Figure 4. The differentiation defects observed in Rps19 and Rpl5 mutants are nonspecifically rescued by p53 inhibition.

(A) Western blot analyses were performed from mutant ES cells with antibodies against p53, using β-Actin as a loading control. ES cells from the Rps19 mutant cells showed an increase in p53 expression. In contrast, the Rpl5 mutant expressed no increase in p53, compared with the parental line.

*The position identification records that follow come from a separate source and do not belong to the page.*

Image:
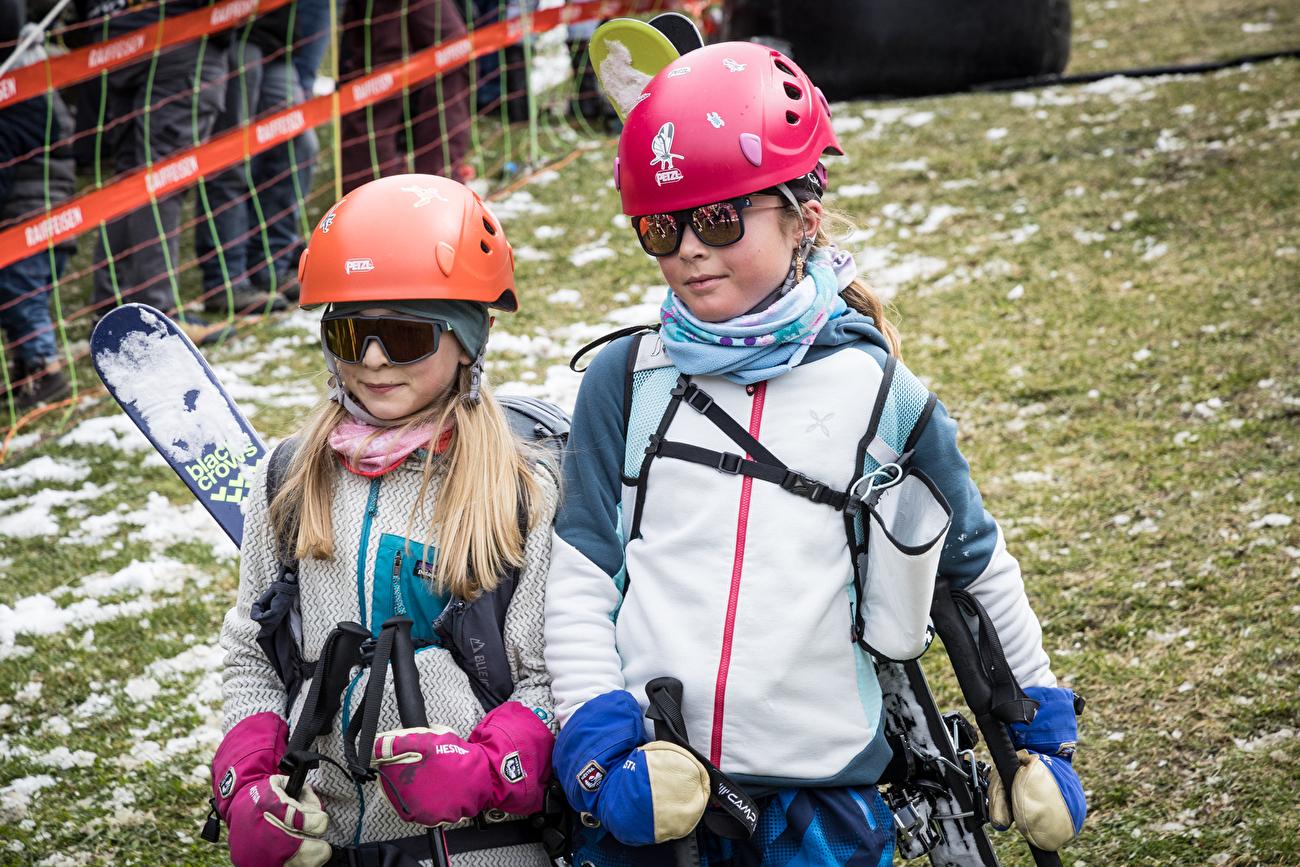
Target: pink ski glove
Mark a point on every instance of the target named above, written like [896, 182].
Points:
[267, 827]
[442, 777]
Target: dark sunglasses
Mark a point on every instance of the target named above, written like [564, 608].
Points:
[403, 339]
[718, 225]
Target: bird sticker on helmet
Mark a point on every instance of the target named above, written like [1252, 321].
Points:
[590, 776]
[663, 155]
[425, 195]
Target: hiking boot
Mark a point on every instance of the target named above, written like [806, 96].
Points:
[246, 302]
[47, 386]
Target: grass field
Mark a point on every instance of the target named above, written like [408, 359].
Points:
[1100, 282]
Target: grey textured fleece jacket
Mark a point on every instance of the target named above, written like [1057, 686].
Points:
[369, 519]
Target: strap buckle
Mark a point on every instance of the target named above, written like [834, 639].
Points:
[728, 462]
[801, 485]
[692, 394]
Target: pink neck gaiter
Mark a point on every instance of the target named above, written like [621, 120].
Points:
[388, 449]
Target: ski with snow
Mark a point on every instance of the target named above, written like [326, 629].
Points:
[165, 386]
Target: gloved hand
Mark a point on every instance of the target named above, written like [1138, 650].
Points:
[642, 792]
[267, 828]
[442, 777]
[1047, 796]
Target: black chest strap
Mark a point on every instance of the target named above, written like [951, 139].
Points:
[759, 462]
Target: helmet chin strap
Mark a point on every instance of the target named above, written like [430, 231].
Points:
[805, 247]
[476, 375]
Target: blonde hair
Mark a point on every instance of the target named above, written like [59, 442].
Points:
[485, 488]
[858, 294]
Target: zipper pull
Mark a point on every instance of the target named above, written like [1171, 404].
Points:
[398, 606]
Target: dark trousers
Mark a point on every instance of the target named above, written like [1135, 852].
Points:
[438, 139]
[137, 256]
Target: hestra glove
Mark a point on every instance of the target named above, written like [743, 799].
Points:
[1047, 796]
[440, 776]
[642, 792]
[267, 828]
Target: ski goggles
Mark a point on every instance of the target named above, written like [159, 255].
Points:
[403, 339]
[716, 225]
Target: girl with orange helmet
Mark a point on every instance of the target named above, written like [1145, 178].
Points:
[716, 497]
[406, 495]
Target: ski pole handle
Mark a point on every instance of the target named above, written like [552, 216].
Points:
[978, 692]
[406, 677]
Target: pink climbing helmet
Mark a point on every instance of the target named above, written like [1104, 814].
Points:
[719, 122]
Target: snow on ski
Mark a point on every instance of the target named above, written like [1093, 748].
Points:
[165, 386]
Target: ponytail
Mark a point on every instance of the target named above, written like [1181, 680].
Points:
[859, 295]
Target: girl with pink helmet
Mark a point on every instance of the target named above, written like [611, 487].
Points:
[719, 484]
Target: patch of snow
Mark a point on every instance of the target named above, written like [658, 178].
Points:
[936, 217]
[518, 204]
[44, 469]
[854, 190]
[115, 430]
[570, 297]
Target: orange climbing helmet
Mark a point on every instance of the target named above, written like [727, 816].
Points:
[408, 237]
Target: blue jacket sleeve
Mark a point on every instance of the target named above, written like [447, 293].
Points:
[593, 462]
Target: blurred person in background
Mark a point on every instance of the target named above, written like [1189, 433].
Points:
[254, 206]
[25, 163]
[152, 109]
[378, 33]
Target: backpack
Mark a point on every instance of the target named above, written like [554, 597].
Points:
[655, 390]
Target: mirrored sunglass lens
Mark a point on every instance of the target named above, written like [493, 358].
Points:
[658, 233]
[407, 342]
[718, 224]
[342, 341]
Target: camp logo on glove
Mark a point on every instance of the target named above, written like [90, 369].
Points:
[590, 776]
[228, 783]
[512, 768]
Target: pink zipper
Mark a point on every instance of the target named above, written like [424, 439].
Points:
[755, 417]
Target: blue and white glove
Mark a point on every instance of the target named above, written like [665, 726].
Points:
[641, 790]
[1047, 796]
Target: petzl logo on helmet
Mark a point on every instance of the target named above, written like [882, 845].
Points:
[427, 195]
[590, 776]
[512, 768]
[663, 155]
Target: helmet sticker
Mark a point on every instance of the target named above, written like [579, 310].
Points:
[427, 195]
[328, 220]
[663, 155]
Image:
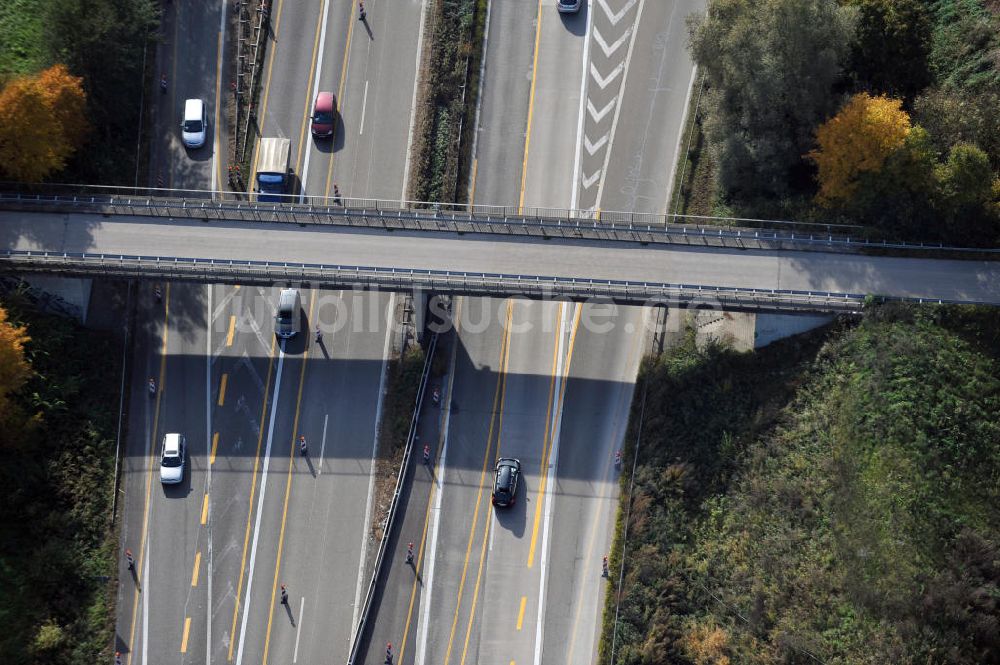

Image J quantification of western blots from 3 independent experiments demonstrated that the Rps19 mutant ES cells had approximately a 4-fold increase in p53 protein compared to the wild type cells. (B) qRT-PCR performed on these ES cells showed an increase in p21 mRNA only in the Rps19 mutant ES cells (3 independent experiments) while there was no similar increase in the Rpl5 mutant ES cells (4 independent experiments). siRNA targeting p53 was used to transiently transfect ES cells 24 hours prior to primary differentiation, obtaining >90% p53 knockdown by qRT-PCR. Both mutants (C) showed a significant increase in EB formation with p53 knockdown (4 independent pooled experiments). This effect was nonspecific, as p53 knockdown of parental cells also increased EB formation (D). The primitive erythroid colony defect was partially compensated in the Rps19 mutant after p53 inhibition and overcompensated in the Rpl5 mutant (E) (3 independent pooled experiments). This augmentation of colony formation was again nonspecific, as there was an increase in primitive colony formation with p53 knockdown in both parental ES cells when compared with the control siRNA (3 independent pooled experiments for Rpl5 parent and 4 independent experiments for Rps19 parent) (F).